The data reviewed herein suggest the need to examine the pediatric origins of CVD in novel ways. The review highlights the value of exercise in eliciting monocyte function that might be hidden at rest. Although the value of studies directly in children in terms of relevance to the development of new therapeutic approaches is clear, any research in pediatric populations must take advantage of new technologies that expand the reach of minimally invasive approaches. Advances in understanding inflammatory mechanisms that contribute to the earliest manifestations of CVD will likely come from studies that combine a variety of technologies.
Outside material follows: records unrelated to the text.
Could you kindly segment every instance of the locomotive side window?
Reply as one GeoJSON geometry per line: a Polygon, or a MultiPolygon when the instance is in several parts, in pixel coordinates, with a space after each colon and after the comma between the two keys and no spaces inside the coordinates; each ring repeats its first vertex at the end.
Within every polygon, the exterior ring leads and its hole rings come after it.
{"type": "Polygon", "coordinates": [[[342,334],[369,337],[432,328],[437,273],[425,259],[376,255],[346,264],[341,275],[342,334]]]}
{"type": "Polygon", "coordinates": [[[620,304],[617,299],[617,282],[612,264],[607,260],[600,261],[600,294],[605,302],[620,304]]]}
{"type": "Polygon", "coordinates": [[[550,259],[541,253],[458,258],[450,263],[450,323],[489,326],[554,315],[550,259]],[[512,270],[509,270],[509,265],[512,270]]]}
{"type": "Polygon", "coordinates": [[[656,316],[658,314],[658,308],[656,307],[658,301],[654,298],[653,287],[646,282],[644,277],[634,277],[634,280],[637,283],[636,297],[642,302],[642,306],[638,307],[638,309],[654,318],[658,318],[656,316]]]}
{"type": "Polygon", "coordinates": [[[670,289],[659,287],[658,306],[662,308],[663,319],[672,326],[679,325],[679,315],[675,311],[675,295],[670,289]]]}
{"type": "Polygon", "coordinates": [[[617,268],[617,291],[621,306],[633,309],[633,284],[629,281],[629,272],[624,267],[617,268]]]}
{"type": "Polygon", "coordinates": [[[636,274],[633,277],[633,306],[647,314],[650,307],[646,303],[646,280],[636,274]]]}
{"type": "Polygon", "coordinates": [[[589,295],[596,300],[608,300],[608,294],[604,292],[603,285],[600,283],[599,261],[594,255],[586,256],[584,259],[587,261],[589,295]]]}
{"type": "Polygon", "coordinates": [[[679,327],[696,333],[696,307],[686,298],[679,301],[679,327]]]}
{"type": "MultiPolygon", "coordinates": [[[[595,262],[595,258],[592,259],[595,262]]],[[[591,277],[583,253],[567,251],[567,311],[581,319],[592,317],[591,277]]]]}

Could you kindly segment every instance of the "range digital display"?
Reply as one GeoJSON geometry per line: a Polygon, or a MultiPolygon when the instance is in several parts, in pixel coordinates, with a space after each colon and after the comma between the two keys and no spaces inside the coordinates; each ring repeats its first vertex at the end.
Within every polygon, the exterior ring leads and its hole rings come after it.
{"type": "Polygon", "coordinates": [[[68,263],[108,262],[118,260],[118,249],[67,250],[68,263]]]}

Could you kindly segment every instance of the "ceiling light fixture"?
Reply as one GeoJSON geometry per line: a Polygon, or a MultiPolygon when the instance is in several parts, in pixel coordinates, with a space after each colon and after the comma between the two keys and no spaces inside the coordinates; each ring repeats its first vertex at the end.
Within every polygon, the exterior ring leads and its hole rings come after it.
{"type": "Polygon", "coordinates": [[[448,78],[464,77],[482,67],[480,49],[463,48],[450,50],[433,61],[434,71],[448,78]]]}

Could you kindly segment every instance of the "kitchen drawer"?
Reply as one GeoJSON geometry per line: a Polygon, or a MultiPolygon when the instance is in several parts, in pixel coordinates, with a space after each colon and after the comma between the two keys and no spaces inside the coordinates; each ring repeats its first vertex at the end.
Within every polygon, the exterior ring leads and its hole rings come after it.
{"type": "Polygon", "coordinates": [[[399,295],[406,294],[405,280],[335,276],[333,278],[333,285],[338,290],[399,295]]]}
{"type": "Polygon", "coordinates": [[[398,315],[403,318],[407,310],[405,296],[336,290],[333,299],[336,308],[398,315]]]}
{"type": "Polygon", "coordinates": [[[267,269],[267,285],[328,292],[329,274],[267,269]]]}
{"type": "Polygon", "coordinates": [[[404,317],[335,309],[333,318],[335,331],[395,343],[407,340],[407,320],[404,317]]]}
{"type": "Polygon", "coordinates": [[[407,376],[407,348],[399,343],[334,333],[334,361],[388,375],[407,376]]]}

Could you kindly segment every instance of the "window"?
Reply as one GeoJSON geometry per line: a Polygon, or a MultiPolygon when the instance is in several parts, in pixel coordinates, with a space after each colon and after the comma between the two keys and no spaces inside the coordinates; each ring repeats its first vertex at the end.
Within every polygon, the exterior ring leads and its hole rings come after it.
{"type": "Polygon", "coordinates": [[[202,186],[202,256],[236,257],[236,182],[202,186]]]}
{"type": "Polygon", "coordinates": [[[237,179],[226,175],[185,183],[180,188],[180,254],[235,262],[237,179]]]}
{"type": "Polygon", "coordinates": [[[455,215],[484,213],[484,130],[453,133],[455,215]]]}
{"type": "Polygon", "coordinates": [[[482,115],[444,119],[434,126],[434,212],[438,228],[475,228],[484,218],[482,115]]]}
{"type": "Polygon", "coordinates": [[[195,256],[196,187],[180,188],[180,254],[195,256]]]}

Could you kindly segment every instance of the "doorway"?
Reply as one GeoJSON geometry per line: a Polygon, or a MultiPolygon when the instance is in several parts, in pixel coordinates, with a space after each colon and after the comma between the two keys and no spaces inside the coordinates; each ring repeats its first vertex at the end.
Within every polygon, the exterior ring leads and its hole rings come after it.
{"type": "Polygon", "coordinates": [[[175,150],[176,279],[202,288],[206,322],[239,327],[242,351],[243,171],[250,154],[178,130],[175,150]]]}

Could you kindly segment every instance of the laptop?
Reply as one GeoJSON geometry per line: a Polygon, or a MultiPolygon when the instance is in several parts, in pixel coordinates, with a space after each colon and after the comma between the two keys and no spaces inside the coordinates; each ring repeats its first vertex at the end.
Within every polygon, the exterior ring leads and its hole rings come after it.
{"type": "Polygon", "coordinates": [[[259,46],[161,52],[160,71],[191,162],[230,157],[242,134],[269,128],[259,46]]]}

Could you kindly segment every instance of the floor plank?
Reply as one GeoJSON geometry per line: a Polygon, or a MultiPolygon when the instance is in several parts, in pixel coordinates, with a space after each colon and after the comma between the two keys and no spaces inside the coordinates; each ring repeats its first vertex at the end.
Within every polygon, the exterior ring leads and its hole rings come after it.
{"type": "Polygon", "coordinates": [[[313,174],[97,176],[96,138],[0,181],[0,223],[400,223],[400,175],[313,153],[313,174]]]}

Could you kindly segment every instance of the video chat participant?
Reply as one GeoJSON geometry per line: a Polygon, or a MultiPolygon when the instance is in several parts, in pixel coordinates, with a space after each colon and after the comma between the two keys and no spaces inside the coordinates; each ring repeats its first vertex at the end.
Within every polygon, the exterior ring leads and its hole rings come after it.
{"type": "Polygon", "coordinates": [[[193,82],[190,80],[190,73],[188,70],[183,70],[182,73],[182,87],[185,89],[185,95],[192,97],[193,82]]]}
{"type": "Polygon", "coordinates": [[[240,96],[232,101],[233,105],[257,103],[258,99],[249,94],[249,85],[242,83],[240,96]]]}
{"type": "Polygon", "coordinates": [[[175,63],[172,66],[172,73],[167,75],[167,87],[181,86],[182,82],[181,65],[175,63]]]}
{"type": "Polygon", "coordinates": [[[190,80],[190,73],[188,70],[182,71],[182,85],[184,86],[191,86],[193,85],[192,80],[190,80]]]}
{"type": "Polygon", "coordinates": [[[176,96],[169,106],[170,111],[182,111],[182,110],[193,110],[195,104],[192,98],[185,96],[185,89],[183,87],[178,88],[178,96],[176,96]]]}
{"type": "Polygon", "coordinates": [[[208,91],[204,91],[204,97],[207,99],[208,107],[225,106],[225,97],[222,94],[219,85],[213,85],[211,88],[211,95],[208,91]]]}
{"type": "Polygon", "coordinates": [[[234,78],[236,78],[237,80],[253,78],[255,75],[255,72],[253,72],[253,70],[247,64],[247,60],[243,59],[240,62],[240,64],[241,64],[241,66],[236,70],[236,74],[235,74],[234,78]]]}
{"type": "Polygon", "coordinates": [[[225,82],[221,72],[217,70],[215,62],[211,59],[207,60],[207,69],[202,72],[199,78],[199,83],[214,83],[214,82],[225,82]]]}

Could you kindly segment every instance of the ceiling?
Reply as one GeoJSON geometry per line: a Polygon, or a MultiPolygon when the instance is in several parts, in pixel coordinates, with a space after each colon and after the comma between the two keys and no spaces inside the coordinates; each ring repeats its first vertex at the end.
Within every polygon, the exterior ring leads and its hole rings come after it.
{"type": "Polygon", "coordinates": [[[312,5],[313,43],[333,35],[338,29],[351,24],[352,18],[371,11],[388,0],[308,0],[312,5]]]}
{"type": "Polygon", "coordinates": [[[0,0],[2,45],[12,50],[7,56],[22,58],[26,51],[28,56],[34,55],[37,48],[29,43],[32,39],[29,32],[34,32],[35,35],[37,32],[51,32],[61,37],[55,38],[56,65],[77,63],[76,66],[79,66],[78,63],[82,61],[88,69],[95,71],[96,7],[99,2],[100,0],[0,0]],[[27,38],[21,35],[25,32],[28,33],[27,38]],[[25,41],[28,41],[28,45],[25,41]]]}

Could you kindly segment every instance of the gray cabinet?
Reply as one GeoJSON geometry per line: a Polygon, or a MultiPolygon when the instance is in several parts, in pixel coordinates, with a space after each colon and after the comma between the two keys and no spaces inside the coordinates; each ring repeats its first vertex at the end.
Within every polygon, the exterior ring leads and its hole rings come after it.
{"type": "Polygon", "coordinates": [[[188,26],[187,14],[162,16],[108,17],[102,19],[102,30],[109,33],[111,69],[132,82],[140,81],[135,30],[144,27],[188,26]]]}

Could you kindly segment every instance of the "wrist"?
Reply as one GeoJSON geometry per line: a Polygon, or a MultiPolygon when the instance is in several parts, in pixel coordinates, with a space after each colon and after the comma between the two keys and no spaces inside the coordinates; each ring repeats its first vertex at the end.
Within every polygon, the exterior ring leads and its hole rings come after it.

Much work needs to be done. Data-intense CPET involving gas exchange, HR, and blood pressure variables must incorporate protocols that reflect real world patterns of exercise in children. Machine learning data analytics should now be applied to CPET to gain insights into gas exchange signals heretofore impossible to achieve with standardized approaches. Noninvasive measures of vascular anatomy and responsiveness using advanced ultrasound technology along with NIRS approaches to quantify blood flow and dynamic patterns of hemoglobin can be done in healthy children and in children with a variety of conditions (obesity, ALL survivors, or children with sickle cell disease) to yield a better understanding of abnormal exercise responses in specific diseases and conditions. Functional and genomic monocyte responses should be gauged in the context of these advanced dynamic phenotypic metrics. It is this synergy of tools that will ultimately lead to a better understanding of the earliest pathogenesis of CVD in children, and shed light on disease and risk progression across the lifespan.